À propos Tracht: Was tragen Sie zum Jodeln?

Die blaue Baselbieter Alltagstracht, da ich über 30 Jahre den Jodlerklub Allschwil geleitet habe - und die ich fast häufiger trage als sonst etwas (lacht). Etwas älter ist meine Riehener Festtagstracht; und für das Fest in Basel überlege ich mir, mir eine Basler Tracht zuzulegen. Die gibt es tatsächlich auch: die Festtagstracht ist eine typische Patriziertracht, fast bodenlang; was in der Bewegung einschränkt. Die Sonntagstracht in Rot ist angenehmer, ebenso die Werktagstracht in Braun.

Sie sind als ehemaliges Vorstandsmitglied im Nordwestschweizer Jodlerverband im OK unter anderem für die Auftrittslokalitäten zuständig. Wie sehen da die Vorbereitungen aus?
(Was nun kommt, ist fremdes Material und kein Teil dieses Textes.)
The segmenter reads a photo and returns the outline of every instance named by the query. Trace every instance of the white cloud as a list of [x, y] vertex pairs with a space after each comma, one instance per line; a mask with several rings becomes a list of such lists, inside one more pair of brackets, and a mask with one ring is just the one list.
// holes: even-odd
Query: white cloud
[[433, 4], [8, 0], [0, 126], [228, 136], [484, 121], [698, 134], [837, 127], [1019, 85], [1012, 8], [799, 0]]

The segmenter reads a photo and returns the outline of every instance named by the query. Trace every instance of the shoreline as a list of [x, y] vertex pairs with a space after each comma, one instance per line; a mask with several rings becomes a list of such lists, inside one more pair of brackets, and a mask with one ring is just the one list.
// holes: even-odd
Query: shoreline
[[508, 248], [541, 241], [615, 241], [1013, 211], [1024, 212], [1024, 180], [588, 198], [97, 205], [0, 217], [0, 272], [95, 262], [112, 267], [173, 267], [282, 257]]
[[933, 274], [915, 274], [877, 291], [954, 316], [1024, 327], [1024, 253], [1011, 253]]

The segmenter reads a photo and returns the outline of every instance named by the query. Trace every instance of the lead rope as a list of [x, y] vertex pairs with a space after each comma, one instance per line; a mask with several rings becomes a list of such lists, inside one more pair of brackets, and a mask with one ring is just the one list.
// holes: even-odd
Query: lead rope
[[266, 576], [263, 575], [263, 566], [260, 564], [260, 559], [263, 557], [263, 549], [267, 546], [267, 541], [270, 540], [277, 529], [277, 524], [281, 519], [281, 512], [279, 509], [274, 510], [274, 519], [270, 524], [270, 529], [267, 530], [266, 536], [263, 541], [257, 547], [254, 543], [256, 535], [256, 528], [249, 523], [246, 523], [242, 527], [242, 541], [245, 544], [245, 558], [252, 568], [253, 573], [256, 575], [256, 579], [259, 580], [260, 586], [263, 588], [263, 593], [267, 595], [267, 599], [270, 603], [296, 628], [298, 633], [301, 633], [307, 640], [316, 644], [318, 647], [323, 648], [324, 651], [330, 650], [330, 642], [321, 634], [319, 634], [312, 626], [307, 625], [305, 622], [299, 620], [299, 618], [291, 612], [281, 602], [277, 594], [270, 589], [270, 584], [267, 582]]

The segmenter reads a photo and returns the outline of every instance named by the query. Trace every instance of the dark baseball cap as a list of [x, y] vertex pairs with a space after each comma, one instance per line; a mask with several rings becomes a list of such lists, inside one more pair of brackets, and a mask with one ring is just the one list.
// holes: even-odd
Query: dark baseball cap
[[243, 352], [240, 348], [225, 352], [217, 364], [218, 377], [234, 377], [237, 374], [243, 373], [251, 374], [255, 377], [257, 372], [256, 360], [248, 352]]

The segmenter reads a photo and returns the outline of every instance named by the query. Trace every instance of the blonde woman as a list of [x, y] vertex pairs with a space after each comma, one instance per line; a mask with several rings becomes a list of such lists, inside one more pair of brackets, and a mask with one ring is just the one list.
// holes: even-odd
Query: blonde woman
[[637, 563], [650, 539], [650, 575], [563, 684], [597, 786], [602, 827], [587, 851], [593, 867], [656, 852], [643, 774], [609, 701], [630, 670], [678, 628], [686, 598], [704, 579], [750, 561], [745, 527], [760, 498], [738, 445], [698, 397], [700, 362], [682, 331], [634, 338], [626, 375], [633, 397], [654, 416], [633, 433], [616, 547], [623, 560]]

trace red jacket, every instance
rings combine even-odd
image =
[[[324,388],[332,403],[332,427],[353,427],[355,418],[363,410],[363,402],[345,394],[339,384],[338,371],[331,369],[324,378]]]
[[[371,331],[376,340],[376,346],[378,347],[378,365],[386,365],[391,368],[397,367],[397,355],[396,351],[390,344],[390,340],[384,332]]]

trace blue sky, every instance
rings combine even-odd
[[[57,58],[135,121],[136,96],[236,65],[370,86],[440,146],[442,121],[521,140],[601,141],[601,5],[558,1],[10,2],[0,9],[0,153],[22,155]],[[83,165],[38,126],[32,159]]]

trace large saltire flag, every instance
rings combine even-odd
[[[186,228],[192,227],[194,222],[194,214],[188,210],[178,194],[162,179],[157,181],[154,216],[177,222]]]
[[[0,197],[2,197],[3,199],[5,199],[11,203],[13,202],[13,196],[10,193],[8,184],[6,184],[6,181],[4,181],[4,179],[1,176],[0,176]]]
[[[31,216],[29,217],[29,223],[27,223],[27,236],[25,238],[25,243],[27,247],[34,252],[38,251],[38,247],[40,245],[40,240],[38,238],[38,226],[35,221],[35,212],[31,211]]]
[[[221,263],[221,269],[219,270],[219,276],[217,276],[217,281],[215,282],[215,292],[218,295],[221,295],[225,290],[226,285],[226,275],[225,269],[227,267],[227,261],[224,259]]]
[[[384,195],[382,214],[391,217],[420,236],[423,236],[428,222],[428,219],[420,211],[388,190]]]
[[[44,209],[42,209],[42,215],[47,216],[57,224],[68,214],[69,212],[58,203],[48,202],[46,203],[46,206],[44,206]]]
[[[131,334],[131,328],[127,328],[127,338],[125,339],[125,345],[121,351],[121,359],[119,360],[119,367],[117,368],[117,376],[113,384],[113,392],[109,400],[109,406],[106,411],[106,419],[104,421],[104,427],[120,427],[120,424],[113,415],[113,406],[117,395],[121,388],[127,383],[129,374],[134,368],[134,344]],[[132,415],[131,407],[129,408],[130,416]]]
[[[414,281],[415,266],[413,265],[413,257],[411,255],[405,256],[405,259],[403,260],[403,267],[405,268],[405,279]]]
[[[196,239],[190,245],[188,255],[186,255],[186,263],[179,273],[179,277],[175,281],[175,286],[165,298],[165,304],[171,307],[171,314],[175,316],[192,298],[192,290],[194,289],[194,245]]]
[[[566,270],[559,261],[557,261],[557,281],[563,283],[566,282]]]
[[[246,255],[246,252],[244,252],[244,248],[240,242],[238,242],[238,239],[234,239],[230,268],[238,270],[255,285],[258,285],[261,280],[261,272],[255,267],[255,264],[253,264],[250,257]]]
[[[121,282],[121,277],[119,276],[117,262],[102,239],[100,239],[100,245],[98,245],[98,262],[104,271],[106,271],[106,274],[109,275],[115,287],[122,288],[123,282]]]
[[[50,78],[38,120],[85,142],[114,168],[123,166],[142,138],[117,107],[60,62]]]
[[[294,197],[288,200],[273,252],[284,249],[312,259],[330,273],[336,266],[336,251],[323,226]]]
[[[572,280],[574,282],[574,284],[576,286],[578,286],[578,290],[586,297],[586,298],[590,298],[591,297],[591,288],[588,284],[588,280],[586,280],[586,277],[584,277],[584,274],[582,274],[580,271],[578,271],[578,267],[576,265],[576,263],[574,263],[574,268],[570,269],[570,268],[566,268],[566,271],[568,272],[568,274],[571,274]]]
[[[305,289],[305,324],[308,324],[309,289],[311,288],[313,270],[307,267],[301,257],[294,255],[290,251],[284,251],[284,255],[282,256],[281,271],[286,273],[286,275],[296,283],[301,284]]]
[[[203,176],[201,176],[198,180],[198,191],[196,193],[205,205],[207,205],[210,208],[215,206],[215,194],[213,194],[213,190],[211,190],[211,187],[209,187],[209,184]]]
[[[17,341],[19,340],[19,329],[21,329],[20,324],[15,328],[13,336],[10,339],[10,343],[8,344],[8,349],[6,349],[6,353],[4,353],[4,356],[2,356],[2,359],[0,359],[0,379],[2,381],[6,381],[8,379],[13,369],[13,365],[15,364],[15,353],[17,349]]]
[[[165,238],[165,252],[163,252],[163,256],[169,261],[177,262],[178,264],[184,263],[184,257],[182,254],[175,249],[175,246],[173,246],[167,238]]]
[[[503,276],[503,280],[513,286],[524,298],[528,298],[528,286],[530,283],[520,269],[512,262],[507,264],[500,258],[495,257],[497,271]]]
Sehr gut. Wir haben vor allem Kirchen gesucht und gefunden. Auch in der Musikschule und dem Scala-Kino wird gesungen. Pech hatten wir mit dem Stadttheater, dem Schauspielhaus und dem Stadtcasino, die im 2020 allesamt im Umbau sein werden. Das Jodlerdorf wird auf dem Petersplatz aufgebaut; die Konzerte finden dann in einem Umkreis mit der Paulus- und der Elisabethenkirche als weiteste Punkte statt. In letzterer ist von Samstag auf Sonntag eine Mitternachtsmesse geplant; eine Jodlermesse feiern wir am Sonntagmorgen vor dem Festakt in der Predigerkirche.

Welche Räumlichkeiten gilt es sonst noch zu organisieren?

Wir brauchen für jeden Auftrittsort vier Räume zum Einsingen. Dafür stellt uns das Erziehungsdepartment das jeweils nächstgelegene Schulgebäude zur Verfügung. Die Übernachtungen fallen nicht in mein Ressort; aber wie ich höre, sind die Hotels in Basel bereits reserviert. Wir erwarten 12'000 bis 15'000 Jodler und Jodlerinnen, Alphornbläser und Fahnenschwinger bei 150'000 bis 200'000 Gästen.

Die Nordwestschweizer Jodler müssen sich vom 5. bis 7. Juli in Mümliswil für das Eidgenössische in Basel qualifizieren. Nach den Sommerferien wird die Arbeit deutlich intensiver werden; dann wird auch das Anmeldeportal aufgeschaltet. Die einzelnen Ressorts müssen dann auch untereinander vermehrt zusammenarbeiten. Zum Glück haben wir uns im OK sehr gut gefunden. Es steht uns noch viel Arbeit bevor; aber ich freue mich!